Le premier titre de la collection met en scène des duels de sorciers, soit ni plus ni moins qu’une partie de Magic. Pertinent mais vite redondant.
Si le roman rend plutôt bien une partie de Magic, c’est aussi une de ses faiblesses. Beaucoup d’éléments de ces duels ne parleront pas à ceux qui ne pratiquent pas le jeu de cartes. Quant aux joueurs, ils pouvaient reconnaître les mécanismes du jeu, les cartes en vogue à l’époque… et ressentir une impression de déjà-vu, parce que tout ça, on le connaissait déjà à travers nos parties.
À l’arrivée, le roman se montre trop proche de son modèle pour satisfaire qui que ce soit.
L’écriture est nulle, travaillée en rien, quelconque en tout. Ce texte simpliste au style scolaire se contente d’aligner des sujets, verbes, compléments sans jamais briller en quoi que ce soit. Plat, terne, basique, le phrasé se montre incapable de décrire le spectaculaire, de créer de la tension ou d’insuffler une dimension épique.
Tout aussi médiocre sera le scénario consistant à monter des factions les unes contre les autres, trame pompée de Pour une poignée de dollars qui copiait déjà Yojimbo. Tout ça pour assouvir une très originale histoire de vengeance du héros suite à l’assassinat de ses parents. Autre idée renversante qui a révolutionné l’art de la narration par son audace inventive, la romance avec une donzelle du cru, parce que si t’emballes pas la meuf à la fin, t’as raté ta vie de héros vengeur.
Du cliché à foison, donc, pour ce récit sans originalité ni surprises, servi par des personnages stéréotypés, dont la caractérisation frôle le néant.
L’auteur échoue enfin à restituer le monde de Magic. En tout cas, le peu d’univers disponible, très parcellaire, éclaté à coups d’une paire de phrases par-ci par-là au gré des cartes.
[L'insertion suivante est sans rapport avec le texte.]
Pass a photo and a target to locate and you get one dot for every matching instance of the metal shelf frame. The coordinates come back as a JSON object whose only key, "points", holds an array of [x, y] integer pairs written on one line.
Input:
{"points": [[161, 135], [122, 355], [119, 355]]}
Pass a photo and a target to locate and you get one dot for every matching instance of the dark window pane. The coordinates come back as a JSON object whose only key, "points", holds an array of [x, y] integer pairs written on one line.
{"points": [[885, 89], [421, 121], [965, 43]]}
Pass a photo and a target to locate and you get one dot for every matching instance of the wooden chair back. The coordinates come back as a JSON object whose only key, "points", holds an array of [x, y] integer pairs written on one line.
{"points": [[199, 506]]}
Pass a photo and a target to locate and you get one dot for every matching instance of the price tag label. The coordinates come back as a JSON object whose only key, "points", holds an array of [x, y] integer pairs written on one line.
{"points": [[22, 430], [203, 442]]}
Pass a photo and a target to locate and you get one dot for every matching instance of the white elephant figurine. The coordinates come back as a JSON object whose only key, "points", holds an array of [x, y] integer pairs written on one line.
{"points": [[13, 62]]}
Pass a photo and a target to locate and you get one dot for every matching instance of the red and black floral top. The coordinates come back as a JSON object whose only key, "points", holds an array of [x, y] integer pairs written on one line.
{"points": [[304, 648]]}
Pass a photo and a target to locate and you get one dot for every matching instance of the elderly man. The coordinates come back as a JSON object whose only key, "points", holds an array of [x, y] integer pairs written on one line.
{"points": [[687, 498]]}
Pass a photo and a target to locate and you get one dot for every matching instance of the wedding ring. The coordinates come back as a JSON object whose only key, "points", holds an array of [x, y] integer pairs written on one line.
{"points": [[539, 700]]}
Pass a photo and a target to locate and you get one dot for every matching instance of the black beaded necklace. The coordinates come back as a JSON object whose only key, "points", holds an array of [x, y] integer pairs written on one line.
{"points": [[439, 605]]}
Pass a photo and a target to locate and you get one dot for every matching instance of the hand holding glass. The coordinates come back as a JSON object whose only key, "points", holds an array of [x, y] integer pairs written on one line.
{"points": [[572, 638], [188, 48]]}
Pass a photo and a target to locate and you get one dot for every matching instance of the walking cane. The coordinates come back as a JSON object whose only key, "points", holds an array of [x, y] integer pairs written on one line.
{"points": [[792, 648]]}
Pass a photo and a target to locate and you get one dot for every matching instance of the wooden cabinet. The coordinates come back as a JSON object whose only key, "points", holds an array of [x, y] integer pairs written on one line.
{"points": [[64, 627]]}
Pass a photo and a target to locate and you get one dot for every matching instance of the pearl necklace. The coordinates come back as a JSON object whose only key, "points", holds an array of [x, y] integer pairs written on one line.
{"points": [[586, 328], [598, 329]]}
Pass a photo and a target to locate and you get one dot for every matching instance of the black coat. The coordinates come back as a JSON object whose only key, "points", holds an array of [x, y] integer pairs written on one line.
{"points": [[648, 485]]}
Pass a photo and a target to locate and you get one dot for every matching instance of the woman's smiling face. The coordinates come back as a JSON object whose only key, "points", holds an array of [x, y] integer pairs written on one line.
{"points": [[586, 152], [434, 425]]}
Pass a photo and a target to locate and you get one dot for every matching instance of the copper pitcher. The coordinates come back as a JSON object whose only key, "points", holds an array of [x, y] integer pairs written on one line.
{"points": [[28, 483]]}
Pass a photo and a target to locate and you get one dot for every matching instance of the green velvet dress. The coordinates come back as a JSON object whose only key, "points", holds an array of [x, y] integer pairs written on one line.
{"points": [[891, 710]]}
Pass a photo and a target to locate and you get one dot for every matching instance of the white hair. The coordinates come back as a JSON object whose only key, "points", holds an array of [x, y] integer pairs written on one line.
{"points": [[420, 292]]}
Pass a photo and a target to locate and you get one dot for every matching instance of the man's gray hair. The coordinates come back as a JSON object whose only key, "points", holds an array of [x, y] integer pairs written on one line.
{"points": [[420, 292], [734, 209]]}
Magic n’a jamais eu vocation à proposer un monde complet, surtout pas à l’époque où il n’en était qu’à son démarrage. Les bribes de lore éparpillées ne servaient que de vague toile de fond, histoire de mettre dans l’ambiance. Bâtir un tout cohérent n’était pas le but de la manœuvre, en témoigne la première extention Arabian Nights, qui venait greffer à l’univers de fantasy du jeu de base des éléments de notre réalité, issus de la culture et de l’histoire du monde arabo-musulman (Mille et une nuits, Coran, bibliothèque d’Alexandrie…).
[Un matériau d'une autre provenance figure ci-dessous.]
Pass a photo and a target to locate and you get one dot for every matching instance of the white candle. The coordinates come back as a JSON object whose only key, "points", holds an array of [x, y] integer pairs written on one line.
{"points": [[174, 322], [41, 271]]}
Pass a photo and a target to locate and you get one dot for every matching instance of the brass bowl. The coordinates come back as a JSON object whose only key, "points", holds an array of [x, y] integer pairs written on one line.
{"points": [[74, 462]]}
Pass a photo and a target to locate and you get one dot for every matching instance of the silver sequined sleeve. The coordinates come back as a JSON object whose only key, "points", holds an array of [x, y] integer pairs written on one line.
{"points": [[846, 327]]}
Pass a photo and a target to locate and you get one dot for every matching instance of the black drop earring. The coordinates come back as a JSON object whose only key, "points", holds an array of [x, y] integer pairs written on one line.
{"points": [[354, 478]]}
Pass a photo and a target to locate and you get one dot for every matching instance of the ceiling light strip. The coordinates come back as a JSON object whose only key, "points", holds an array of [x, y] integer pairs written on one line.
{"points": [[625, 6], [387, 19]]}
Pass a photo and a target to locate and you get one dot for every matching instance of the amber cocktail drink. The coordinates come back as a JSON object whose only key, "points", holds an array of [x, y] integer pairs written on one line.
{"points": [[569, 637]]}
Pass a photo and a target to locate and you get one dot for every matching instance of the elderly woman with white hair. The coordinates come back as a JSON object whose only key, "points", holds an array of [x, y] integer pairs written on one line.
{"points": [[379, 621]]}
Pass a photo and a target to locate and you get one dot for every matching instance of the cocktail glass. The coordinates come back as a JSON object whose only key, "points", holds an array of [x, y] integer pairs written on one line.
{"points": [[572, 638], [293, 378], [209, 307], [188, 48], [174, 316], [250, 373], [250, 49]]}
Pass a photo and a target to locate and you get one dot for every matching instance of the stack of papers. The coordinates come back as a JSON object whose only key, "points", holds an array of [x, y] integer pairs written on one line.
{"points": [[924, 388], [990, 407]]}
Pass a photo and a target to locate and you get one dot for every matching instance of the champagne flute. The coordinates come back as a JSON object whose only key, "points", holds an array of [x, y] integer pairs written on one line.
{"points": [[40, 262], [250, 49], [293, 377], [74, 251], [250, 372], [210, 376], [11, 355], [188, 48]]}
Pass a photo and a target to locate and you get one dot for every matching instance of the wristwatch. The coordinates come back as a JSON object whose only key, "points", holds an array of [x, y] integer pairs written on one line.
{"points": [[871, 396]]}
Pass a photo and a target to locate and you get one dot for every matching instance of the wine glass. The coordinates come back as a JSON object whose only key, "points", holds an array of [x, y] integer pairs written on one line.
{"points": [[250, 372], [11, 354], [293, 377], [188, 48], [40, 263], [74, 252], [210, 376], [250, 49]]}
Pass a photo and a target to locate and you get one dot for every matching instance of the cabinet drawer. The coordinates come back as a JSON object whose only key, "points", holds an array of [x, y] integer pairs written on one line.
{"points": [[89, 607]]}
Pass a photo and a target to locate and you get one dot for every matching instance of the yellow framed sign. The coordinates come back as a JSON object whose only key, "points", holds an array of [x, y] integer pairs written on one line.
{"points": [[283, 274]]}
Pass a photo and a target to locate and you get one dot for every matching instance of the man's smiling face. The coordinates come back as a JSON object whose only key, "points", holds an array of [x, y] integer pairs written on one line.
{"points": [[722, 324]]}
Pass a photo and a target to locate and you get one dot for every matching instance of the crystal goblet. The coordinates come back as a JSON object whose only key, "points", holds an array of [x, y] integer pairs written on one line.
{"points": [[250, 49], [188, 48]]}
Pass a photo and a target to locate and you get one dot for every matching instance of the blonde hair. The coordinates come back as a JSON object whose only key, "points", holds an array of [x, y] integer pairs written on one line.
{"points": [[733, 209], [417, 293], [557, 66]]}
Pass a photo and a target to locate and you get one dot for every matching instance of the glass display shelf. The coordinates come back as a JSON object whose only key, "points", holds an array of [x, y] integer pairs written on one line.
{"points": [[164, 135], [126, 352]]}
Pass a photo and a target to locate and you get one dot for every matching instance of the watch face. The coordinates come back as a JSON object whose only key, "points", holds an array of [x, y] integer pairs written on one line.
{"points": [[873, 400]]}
Pas gagné de sortir quelque chose qui se tienne de ce worldbuilding à la va-comme-je-te-pousse, même pour un écrivain qui sait y faire, alors avec une plume boiteuse, le fiasco est total. Faudra se contenter d’un décor de fantasy aussi générique qu’inconsistant. Le plus drôle, c’est que L’arène est le moins mauvais sur la question, Clayton Emery, qui a commis les tomes 2, 3 et 4 de la série, a réussi l’exploit de faire pire !
Ce roman aux mille défauts a pourtant marché en son temps. La promesse de deux cartes inédites gratuites affichée sur la couverture a fait beaucoup pour doper les ventes. Les critiques de l’époque ont été pas mal non plus, à louer les qualités du bouquin sur deux lignes, développer ses défauts sur une vingtaine, avant de conclure, sereins, tranquilles, que c’est quand même un bon roman. Après, comme on trouvait ces critiques dans des revues de jeu de rôle appartenant à des éditeurs ou dépendant d’eux par le biais du financement des pubs, on ne s’étonnera pas que la partialité soit de mise. Classique dans la presse.